Oral Presentation- Symposium 12th International Mammalogical Congress

How savanna vegetation influences rodent communities and foraging behaviors (#36)

Anne A Loggins 1 2 , Robert A McCleery 2 , Ara Monadjem 2 3 , Brian E Reichert 4
  1. School of Natural Resources and the Environment, University of Florida, Gainesville, Florida, United States of America
  2. Wildlife Ecology and Conservation, University of Florida, Gainesville, Florida, United States of America
  3. Biological Sciences, University of Swaziland, Kwaluseni, Swaziland
  4. Fort Collins Science Center, US Geological Survey, Fort Collins, Colorado, United States of America

Elephants change savanna vegetation and at high densities reduce shrub and tree cover. The absence of elephants alternatively prompts increases in cover. Southern African savannas shift toward grass-dominated systems or shrub-dominated habitats, which impact rodent communities. As rodents are critical components of savannas, we sought to understand how and why they respond to different vegetation types. Using sites in Kruger Park (elephant presence) and in Swaziland reserves (elephant absence), we assessed how vegetation across a cover gradient shapes rodent communities. Kruger sites were open with limited woody cover, high grass, and low rodent diversity. Swaziland sites had higher cover levels, lower grass levels, and higher diversity. On average the community responded positively to both grass and woody cover, while individual species showed varied responses. Kruger’s common species, Mastomys natalensis, responded positively to grass but negatively to shrub cover, matching Kruger’s vegetation.

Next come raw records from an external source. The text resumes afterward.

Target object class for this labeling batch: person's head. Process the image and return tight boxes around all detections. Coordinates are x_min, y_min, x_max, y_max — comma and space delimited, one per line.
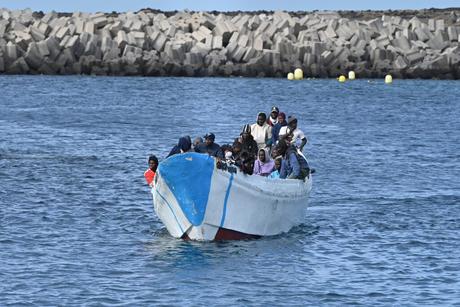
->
278, 112, 286, 124
272, 146, 279, 159
232, 142, 243, 155
204, 133, 216, 146
277, 137, 288, 156
288, 115, 297, 130
241, 156, 254, 175
193, 136, 203, 147
270, 106, 280, 119
275, 157, 282, 171
241, 124, 251, 140
177, 135, 192, 152
257, 112, 267, 126
149, 155, 158, 172
257, 149, 266, 162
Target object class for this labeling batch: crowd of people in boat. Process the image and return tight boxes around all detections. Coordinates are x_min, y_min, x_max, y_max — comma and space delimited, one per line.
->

We then tested whether fear of predation explains some species’ decline in open grasslands. Loss of cover may increase perceived risks for rodents, shifting them towards “safer” covered habitats. We estimated rodent risk perceptions using Giving-up Density feeding trays placed across the cover gradient: inside a shrub, at the shrub’s edge, and 3m away from shrubs. Rodents consumed more seeds under shrubs than further from shrub cover, suggesting that they perceive open areas as risky. Using camera traps, we monitored each species’ foraging behavior and activity patterns. Most species primarily foraged under shrubs. M. natalensis foraged in all trays, appearing to thrive in open landscapes without fear.